Nous démarrons le repas avec un saumon mariné/fumé cuit à 47 ° (mais servi frais), crumble au petit pois et wasabi, betterave jaune et citron confit...
... sur lequel je verse ensuite un velouté chaud de petits pois à l'estragon. Vous avez donc dans cette entrée du chaud, du froid, du croquant, du croustillant, du moelleux, du velouté. C'est la fête des papilles !
Pour l'accompagner, un Sancerre "Clos de Beaujeu" 2009 de Gérard Boulay.
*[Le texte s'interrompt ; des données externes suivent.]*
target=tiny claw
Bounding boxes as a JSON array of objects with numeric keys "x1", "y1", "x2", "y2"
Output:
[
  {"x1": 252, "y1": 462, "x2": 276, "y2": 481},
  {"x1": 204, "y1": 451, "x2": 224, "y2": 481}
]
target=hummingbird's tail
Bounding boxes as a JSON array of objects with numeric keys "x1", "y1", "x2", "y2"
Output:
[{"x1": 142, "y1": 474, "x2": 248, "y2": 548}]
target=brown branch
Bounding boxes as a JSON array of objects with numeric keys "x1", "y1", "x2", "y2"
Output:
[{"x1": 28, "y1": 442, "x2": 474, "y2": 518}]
Au nez, c'est un mélange d'agrume et de caillasse chaude. La bouche est ample, élégante, d'une pureté cristalline, avec une fine (mais implacable) tension et une aromatique très minérale (jus de cailloux). La finale un peu trop chaleureuse rappelle que nous sommes sur un millésime solaire. Mais ceci dit, ce n'est pas vraiment gênant. On prend beaucoup de plaisir à le boire !
Nous continuons avec un "pot au feu de la mer". Il comprend des légumes racines (carottes de 3 couleurs, navet bout d'or, rutabaga, betterave jaune), des feuilles de choux de Bruxelles, et des "fruits de mer" : coquilles Saint-Jacques, lotte, haddock, rouget et coques Les trois premiers ont été cuits sous-vide à 47 °, le quatrième a été poêlé à l'unilatéral. Les coques ont été ouvertes classiquement puis réchauffées en douceur dans le bouillon. Ma grande découverte fut les Saint-Jacques : ça ne ressemblait à rien de connu. Leur chair était soyeuse, fondante, d'une grande délicatesse, rappelant certains beignets vapeur japonais. Ca donne envie d'étudier plus avant la question et de tester des températures proches (45 et 46°) pour voir où se situe la bascule entre le cru et le cuit. Là, on était sur une cuisson à point (plus, ce serait trop, je pense).
Après avoir pas mal tatonné pour choisir le vin "haddock" , j'ai opté finalement pour un Côtes du Jura blanc tradition 2006 du Château d'Arlay. Son élevage de 4 ans en foudres puis de 7 ans en bouteille lui ont apporté une aromatique "patinée" qui colle bien très bien avec le plat légèrement fumé. Il a de la rondeur sans tomber dans le gras, et surtout de la fraîcheur et de la finesse. Très beau mariage !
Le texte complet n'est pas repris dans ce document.